James Allan, PI
Center for Intelligent Information Retrieval (CIIR)
College of Information and Computer Sciences
140 Governors Drive
University of Massachusetts Amherst
Amherst, MA 01003-9264
This research program will investigate and implement SearchIE, a search-based approach to information “extraction.” SearchIE will allow rapid, personalized, situational identification of types of objects or actions in text, where those types are likely to be useful for a complex search task. Modern search engines often provide some mechanism to indicate that a query keyword matches a document only if it occurs in the name of a person or in a location. To make that possible, annotators found and marked a large number of people names (for example) in text, a machine learning algorithm was applied to learn which low-level features are indicative of the name type, and then a resulting classifier for that type is run across the collection of documents. It is then possible to write a query that means "paris used as a person's name rather than a location." Unfortunately, the existing approaches do not serve searchers interested in novel, unanticipated types – for example, names of whaling ships, officers in Queen Victoria’s navy, local watering holes. Such examples cannot be handled currently because the classifiers need to be trained and run ahead of time, an expensive data labeling process that is too daunting for many search tasks. Since on-line information gathering almost always starts with search and frequently involves identifying items of interest in the found text, bringing these two together has the potential to change both substantially. The SearchIE approach makes it possible for someone to build personalized extractors contextualized by their topical interest. The research will surface new challenges that were not obvious in the traditional annotate-learn-tag approach for extraction. It will also sidestep the problem of globally training for local tasks, where ambiguity in features is removed when only locally relevant information is used.
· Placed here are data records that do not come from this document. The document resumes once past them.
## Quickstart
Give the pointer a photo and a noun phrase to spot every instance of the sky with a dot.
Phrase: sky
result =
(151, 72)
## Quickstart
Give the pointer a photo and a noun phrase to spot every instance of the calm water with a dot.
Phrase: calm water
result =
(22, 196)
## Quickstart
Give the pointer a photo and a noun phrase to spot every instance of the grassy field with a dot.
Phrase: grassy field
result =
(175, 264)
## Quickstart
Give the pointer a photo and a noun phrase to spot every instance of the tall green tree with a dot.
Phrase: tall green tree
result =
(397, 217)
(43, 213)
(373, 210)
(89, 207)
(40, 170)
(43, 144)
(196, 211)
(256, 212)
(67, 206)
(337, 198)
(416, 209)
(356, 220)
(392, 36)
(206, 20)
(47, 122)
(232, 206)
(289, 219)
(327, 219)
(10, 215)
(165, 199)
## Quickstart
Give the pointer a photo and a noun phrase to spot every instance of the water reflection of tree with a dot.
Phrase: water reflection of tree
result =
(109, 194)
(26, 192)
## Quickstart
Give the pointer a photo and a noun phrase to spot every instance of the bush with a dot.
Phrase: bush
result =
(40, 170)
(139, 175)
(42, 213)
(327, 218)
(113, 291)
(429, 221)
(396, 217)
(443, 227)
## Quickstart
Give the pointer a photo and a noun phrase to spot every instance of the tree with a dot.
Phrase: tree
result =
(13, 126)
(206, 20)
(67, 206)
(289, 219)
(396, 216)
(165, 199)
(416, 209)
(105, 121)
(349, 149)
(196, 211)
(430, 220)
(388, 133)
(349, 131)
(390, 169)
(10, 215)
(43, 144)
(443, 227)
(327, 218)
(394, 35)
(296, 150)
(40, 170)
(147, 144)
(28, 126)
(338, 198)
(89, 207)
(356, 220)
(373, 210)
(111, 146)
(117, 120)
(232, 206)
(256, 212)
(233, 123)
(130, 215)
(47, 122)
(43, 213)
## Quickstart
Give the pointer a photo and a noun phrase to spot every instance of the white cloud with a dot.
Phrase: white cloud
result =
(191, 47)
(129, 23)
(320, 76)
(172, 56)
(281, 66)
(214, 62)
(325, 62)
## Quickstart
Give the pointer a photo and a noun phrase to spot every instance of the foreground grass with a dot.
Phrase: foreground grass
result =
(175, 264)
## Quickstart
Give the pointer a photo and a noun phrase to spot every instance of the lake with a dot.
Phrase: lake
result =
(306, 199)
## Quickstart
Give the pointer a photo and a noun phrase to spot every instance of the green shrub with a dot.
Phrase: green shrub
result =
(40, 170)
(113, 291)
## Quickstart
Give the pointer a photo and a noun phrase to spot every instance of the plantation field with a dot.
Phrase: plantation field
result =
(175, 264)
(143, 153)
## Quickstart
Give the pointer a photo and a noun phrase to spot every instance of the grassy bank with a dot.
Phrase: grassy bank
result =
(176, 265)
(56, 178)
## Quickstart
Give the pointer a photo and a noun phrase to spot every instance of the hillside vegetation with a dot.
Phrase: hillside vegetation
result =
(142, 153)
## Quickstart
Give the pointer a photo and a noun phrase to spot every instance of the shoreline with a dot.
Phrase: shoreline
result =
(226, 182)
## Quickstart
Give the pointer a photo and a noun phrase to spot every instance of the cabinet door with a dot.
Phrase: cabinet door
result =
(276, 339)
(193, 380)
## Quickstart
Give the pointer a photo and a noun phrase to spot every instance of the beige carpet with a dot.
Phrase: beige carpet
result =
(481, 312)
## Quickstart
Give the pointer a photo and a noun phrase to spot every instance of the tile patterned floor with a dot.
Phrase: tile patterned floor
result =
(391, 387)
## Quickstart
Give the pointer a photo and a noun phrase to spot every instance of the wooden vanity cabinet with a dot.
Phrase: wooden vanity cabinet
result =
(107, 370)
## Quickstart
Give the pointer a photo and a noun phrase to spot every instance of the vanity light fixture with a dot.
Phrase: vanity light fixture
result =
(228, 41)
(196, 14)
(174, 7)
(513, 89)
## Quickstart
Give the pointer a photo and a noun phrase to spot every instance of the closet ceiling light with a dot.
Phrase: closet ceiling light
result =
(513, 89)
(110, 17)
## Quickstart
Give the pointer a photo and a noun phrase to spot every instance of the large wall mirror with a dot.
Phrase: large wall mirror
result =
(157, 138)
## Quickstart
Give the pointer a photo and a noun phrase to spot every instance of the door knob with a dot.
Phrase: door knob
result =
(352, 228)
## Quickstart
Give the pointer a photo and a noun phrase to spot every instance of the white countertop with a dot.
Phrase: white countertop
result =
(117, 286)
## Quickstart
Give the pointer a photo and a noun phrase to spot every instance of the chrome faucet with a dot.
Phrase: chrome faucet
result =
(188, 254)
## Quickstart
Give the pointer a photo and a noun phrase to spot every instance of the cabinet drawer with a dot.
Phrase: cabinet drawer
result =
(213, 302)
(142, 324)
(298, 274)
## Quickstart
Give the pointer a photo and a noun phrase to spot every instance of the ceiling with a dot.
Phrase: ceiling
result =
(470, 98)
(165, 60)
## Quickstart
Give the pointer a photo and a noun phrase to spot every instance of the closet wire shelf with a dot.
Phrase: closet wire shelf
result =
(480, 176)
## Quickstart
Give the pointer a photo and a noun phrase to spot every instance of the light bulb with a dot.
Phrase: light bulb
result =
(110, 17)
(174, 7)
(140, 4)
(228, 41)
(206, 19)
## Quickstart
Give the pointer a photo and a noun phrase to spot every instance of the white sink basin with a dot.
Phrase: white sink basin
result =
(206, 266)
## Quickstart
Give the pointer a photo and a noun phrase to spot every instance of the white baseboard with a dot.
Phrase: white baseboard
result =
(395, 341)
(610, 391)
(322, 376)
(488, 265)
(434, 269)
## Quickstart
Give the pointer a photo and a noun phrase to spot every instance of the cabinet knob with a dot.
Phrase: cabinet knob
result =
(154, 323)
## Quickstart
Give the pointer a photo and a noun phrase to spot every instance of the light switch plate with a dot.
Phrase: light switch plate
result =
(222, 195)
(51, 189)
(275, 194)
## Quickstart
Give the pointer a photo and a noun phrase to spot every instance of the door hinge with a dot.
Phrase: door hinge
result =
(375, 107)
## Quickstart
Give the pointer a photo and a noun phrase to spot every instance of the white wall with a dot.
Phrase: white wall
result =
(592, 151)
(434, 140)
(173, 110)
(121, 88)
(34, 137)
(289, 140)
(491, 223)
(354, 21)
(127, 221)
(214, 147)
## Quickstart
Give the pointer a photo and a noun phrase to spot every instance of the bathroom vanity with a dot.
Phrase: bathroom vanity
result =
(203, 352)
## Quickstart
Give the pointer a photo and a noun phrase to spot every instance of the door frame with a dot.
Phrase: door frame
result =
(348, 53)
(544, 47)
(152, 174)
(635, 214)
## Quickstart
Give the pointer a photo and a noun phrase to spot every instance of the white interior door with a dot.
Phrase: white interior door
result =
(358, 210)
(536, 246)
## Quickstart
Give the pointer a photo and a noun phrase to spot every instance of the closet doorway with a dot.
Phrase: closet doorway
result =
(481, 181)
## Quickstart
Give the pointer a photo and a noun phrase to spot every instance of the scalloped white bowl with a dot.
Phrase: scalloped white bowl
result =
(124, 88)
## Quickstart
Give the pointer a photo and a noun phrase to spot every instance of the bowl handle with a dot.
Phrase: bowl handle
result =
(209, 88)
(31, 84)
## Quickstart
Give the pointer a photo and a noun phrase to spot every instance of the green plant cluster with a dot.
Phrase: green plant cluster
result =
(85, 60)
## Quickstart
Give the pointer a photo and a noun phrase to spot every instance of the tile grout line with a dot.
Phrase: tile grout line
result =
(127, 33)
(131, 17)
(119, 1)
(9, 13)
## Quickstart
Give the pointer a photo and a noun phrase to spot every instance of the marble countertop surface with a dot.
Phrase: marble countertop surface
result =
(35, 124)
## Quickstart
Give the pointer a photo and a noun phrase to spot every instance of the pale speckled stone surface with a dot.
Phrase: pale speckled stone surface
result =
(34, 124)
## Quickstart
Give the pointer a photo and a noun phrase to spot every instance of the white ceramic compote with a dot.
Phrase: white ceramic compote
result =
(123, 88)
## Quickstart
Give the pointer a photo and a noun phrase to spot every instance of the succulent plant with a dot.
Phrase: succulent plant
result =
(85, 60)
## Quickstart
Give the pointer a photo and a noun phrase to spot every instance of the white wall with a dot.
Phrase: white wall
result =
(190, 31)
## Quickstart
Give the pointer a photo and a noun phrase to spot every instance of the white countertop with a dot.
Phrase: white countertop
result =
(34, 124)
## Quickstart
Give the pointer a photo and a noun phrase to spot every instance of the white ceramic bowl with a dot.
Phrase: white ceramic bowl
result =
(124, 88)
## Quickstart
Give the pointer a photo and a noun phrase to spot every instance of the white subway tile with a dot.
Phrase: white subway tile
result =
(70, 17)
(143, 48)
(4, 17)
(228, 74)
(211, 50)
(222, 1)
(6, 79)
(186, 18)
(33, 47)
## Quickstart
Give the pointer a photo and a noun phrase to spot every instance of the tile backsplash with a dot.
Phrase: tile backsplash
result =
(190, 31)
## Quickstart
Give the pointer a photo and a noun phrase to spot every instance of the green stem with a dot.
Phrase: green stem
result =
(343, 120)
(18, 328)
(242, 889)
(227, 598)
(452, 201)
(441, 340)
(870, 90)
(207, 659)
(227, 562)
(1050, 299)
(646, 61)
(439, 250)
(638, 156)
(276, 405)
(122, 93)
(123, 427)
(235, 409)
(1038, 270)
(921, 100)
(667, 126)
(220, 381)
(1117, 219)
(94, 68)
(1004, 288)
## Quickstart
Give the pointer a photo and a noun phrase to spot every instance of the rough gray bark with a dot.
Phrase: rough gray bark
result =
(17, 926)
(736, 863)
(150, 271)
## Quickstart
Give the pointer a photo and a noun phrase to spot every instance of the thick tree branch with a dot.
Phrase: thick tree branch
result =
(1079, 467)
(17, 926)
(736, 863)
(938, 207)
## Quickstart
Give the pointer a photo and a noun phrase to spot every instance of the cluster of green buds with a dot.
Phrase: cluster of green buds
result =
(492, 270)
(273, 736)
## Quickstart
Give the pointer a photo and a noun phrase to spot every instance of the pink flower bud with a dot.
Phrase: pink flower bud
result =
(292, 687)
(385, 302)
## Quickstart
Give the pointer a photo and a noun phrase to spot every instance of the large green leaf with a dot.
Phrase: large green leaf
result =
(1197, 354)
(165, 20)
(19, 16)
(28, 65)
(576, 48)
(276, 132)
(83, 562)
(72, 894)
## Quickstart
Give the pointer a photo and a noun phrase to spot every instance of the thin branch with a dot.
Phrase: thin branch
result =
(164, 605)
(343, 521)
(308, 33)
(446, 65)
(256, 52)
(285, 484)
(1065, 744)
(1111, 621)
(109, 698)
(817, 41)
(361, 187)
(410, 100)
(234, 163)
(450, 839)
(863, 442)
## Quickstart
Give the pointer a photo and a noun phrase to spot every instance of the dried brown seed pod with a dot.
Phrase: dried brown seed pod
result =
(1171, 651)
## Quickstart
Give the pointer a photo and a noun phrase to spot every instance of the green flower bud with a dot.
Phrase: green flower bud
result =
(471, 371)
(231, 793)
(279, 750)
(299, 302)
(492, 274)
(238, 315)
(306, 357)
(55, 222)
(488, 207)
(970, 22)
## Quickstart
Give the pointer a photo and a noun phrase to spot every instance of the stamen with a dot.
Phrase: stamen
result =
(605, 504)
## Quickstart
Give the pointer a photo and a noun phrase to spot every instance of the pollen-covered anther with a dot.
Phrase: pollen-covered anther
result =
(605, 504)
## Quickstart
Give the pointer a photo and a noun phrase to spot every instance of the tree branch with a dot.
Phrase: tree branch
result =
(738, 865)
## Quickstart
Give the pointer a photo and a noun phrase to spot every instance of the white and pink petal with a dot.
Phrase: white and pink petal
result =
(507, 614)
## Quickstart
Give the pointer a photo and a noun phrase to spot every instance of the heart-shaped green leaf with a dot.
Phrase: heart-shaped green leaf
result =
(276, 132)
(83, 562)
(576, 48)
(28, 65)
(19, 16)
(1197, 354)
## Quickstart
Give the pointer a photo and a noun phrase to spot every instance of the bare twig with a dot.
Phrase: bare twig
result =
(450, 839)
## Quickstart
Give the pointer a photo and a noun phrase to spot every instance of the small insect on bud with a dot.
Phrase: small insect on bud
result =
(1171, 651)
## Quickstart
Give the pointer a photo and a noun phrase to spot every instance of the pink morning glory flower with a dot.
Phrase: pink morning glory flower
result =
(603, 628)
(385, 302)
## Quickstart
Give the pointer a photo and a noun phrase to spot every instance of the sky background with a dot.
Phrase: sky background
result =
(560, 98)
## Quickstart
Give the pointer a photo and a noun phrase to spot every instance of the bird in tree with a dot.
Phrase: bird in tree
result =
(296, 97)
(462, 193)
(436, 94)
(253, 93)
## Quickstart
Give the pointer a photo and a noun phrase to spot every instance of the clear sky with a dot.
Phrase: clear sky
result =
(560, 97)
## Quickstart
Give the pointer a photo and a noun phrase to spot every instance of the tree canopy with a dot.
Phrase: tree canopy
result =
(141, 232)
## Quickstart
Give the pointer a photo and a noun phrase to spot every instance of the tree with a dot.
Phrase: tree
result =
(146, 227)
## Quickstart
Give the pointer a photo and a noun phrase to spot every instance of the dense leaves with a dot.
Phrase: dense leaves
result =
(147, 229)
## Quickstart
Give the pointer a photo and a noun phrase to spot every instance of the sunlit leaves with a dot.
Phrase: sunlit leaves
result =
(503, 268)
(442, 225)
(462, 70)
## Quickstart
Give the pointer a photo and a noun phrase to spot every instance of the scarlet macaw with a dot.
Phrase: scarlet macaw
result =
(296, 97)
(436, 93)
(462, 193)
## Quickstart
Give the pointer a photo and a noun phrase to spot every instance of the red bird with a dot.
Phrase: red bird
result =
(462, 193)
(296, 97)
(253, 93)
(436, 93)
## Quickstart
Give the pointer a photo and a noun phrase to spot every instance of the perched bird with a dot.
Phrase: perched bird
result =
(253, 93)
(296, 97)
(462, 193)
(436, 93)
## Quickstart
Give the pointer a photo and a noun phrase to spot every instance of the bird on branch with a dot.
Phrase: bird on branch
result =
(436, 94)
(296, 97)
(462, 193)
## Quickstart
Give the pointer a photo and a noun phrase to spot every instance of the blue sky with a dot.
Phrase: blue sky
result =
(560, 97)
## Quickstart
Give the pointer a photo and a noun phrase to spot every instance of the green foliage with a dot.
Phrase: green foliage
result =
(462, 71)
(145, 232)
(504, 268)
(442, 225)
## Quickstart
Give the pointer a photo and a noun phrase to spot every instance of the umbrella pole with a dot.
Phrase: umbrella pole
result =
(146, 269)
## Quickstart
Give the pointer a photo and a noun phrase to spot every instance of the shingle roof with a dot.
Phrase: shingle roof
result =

It does not appear that the information extraction task has ever been approached directly as a search task. SearchIE is unique in bringing an information retrieval (search) mindset to the extraction problem, providing new capabilities that are either impossible or extremely difficult in the traditional "annotate then detect" model of the problem. This project will investigate the fundamental issues raised by the SearchIE approach. What models can best integrate extraction and search in new setting where they can truly happen simultaneously? How can a searcher describe and edit a model for the types of interest? Can an interactively developed model be a springboard into a machine learned model and when is there enough information to do that? Does using topical context to limit the scope of extraction provide the expected accuracy gains using SearchIE's approach? What data structure modifications are needed to fully implement SearchIE so that it is efficient as well as effective? How well does this approach fare on additional standard test collections? Addressing the systems and algorithmic issues are fundamental problems that have the potential to greatly impact both search and extraction.